“A chocolate truffle of a novel: richly indulgent, darkly sweet and utterly satisfying.”—Kirkus Reviews
Reader and Raelynx
King Baryn has decided that if he marries his daughter Amalie to a high-ranking noble, the rebellious marlords might be pacified and he might be able to avert a war. So he invites all the young serramar to the royal city to court his daughter. To protect Amalie from any unsavory suitors, the mystic Cammon is installed to monitor all of Amalie’s courtships, because Cammon is a reader who can tell if someone harbors violence or malevolence in his heart. Much to the dismay of her advisors, Amalie begins to fall in love with the wholly unsuitable Cammon. Even worse, war comes to Gillengaria anyway, and Amalie can only be kept safe through the combined efforts of the Riders, the mystics—and the wild raelynx that has mystical powers of its own.
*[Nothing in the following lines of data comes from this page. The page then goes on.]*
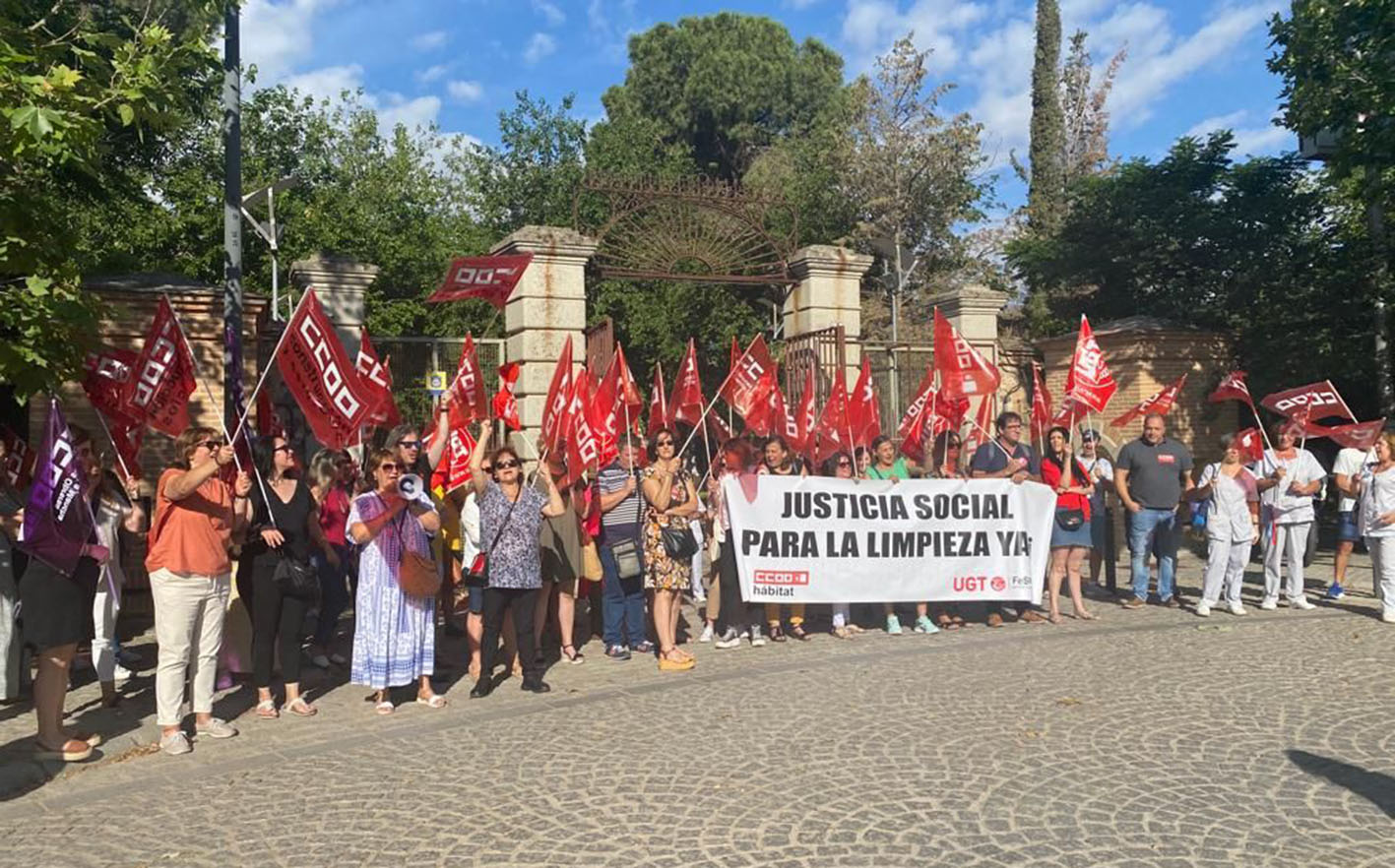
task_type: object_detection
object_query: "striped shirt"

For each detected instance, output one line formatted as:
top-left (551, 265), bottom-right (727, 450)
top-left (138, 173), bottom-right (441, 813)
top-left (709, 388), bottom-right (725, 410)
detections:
top-left (597, 461), bottom-right (640, 543)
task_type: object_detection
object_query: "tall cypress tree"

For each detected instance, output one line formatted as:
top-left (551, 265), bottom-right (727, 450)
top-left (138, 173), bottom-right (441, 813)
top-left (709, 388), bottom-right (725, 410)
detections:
top-left (1027, 0), bottom-right (1066, 234)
Hardback published in November 2007
Paperback published in October 2008.
While each of the Twelve Houses books is meant to stand alone, this one would be fairly difficult to follow for anyone who hadn’t read the previous three books, I think. I always considered it the concluding chapters of one very long novel, and I tried to tie up all the threads and clues that were presented in earlier books. I also jumped at the chance to bring back minor characters from the previous books to make cameo appearances—Sosie, Mayva, Kelti, Torrin, Lara. Everybody’s here.
In terms of theme music, I haven’t really been able to come up with a good heavy metal ballad that fits Cammon and Amalie. Sadly, the song that most seems to capture their relationship is The Monkees’ “Cheer Up, Sleepy Jean” with the line about the “daydream believer and the homecoming queen.” I’ll keep thinking.
Without question, Chapter 29. Action! Heartbreak! Desperation! Rescue! I love it.